How can I do this animation with matplotlib? Is there any way to visually present these transitions? As transformation of matrices, sum, transposition, using a loop and it presenting the transitions etc. My goal is not to use graphics but the same matrix representation.
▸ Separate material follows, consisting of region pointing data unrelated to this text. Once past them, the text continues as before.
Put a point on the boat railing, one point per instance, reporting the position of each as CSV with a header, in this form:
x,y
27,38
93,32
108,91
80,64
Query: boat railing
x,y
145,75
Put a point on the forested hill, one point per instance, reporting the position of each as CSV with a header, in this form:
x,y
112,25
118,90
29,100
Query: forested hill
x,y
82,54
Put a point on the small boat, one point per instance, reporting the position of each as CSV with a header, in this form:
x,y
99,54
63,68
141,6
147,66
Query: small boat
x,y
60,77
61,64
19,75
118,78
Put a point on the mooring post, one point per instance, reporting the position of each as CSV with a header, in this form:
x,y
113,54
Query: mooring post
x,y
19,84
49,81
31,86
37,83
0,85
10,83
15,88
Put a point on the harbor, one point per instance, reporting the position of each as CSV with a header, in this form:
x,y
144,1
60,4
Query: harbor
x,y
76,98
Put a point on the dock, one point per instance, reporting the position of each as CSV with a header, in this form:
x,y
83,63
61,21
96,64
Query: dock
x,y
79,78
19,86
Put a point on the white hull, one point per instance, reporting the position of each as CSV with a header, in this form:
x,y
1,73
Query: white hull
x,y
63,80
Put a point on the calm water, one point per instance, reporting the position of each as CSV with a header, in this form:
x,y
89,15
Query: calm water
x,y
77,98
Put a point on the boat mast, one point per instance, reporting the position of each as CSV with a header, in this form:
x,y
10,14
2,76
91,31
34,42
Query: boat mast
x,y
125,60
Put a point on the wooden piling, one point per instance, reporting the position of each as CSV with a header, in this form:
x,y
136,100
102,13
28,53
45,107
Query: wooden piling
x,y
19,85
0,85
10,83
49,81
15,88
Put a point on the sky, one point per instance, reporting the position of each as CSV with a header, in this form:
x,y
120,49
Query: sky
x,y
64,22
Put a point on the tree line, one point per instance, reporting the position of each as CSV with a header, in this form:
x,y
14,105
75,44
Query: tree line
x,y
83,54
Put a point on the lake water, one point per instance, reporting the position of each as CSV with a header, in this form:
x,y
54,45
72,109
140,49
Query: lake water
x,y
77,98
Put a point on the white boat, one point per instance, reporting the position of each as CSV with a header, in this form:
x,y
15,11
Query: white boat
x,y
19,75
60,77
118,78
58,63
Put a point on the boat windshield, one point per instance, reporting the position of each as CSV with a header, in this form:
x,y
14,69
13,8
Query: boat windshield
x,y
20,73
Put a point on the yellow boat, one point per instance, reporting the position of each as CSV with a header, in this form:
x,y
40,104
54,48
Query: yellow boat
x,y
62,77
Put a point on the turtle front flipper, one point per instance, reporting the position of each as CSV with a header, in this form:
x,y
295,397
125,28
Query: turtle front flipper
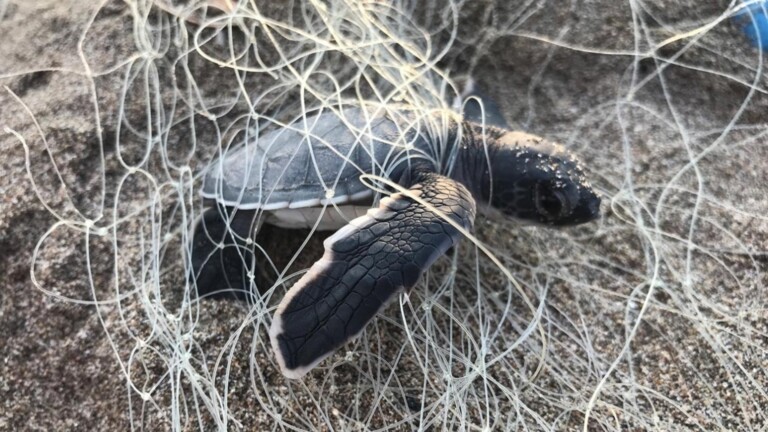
x,y
365,264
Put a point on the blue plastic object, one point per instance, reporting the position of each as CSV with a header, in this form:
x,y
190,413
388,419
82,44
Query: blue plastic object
x,y
753,21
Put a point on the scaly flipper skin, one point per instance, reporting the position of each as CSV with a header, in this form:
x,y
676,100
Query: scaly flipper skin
x,y
365,264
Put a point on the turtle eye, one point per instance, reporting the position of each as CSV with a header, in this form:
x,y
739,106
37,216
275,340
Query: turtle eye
x,y
551,203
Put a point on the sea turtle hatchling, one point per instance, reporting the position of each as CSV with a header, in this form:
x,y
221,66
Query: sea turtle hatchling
x,y
308,174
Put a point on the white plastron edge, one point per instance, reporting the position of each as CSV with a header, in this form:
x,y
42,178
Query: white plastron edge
x,y
317,268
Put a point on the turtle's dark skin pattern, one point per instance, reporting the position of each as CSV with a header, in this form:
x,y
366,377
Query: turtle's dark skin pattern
x,y
364,267
503,173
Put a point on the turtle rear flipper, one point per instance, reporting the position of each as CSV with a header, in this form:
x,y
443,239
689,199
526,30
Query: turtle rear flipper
x,y
221,256
365,264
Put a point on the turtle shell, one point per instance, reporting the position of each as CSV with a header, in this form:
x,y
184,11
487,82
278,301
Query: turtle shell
x,y
315,160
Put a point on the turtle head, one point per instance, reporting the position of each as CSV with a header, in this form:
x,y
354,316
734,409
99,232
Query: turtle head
x,y
536,181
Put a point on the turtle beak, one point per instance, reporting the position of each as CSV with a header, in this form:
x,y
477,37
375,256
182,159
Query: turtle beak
x,y
588,208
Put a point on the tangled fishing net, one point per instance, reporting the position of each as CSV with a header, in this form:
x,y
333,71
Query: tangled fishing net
x,y
652,318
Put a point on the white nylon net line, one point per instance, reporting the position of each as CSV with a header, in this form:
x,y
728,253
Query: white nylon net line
x,y
632,322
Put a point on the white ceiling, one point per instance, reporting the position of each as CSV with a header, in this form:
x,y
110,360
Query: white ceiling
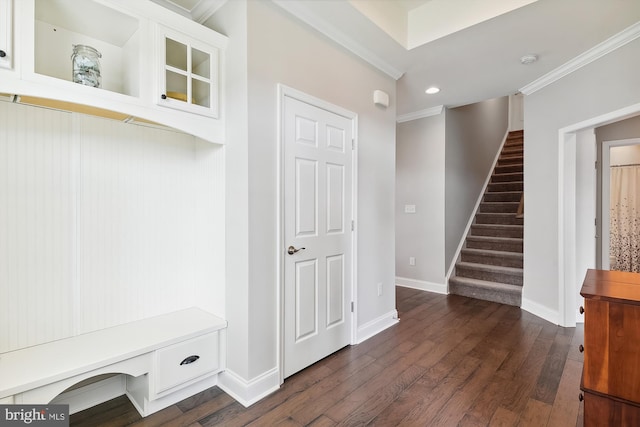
x,y
478,62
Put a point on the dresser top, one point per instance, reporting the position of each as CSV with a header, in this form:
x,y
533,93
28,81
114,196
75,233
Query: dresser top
x,y
612,286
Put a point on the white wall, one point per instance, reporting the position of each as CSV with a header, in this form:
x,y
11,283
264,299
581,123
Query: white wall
x,y
103,223
474,134
610,83
280,49
420,170
231,20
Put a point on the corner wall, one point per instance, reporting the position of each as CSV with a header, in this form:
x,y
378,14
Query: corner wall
x,y
606,85
420,170
474,135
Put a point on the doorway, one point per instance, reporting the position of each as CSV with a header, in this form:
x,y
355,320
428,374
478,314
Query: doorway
x,y
317,200
617,157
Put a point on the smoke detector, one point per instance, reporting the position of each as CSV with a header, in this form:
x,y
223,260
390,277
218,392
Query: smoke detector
x,y
528,59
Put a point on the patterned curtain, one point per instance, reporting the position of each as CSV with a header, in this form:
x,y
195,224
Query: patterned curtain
x,y
625,218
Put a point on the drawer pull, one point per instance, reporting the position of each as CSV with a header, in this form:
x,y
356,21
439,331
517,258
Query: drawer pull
x,y
190,359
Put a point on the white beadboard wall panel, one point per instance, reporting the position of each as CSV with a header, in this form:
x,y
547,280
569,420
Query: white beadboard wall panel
x,y
144,221
36,226
105,223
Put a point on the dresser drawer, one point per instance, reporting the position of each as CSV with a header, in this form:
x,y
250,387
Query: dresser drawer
x,y
186,360
612,349
602,411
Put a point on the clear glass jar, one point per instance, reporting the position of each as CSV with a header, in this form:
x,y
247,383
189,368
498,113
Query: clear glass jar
x,y
86,65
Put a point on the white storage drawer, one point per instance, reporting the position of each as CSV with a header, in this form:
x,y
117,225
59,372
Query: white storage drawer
x,y
186,360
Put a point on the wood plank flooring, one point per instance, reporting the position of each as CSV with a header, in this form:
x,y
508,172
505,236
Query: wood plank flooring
x,y
451,361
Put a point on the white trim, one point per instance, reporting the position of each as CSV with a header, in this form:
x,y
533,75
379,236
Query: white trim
x,y
625,36
204,9
567,199
475,209
605,216
85,397
420,114
439,288
286,91
249,392
540,311
300,11
376,326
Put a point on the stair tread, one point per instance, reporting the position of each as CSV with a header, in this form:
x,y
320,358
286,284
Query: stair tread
x,y
506,226
489,252
487,284
497,238
490,267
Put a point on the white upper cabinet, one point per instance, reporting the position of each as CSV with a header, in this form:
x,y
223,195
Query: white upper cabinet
x,y
189,73
6,34
133,58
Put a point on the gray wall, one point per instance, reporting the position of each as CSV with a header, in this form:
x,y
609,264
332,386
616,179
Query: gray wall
x,y
473,137
442,164
420,160
280,49
606,85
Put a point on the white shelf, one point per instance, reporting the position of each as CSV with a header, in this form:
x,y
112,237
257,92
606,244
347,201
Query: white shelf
x,y
126,34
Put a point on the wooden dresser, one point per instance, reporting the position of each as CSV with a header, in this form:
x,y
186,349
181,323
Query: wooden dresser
x,y
611,373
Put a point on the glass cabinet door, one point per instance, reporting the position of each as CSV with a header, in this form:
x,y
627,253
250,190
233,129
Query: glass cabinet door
x,y
188,77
This is to facilitate the understanding of the algorithms.

Answer 1

Since matrices can be plotted easily with imshow, one could create such table with an imshow plot and adjust the data according to the current animation step.

import numpy as np
import matplotlib.pyplot as plt
import matplotlib.ticker as mticker
import matplotlib.animation

#####################
# Array preparation
#####################

#input array
a = np.random.randint(50,150, size=(5,5))
# kernel
kernel = np.array([[ 0,-1, 0], [-1, 5,-1], [ 0,-1, 0]])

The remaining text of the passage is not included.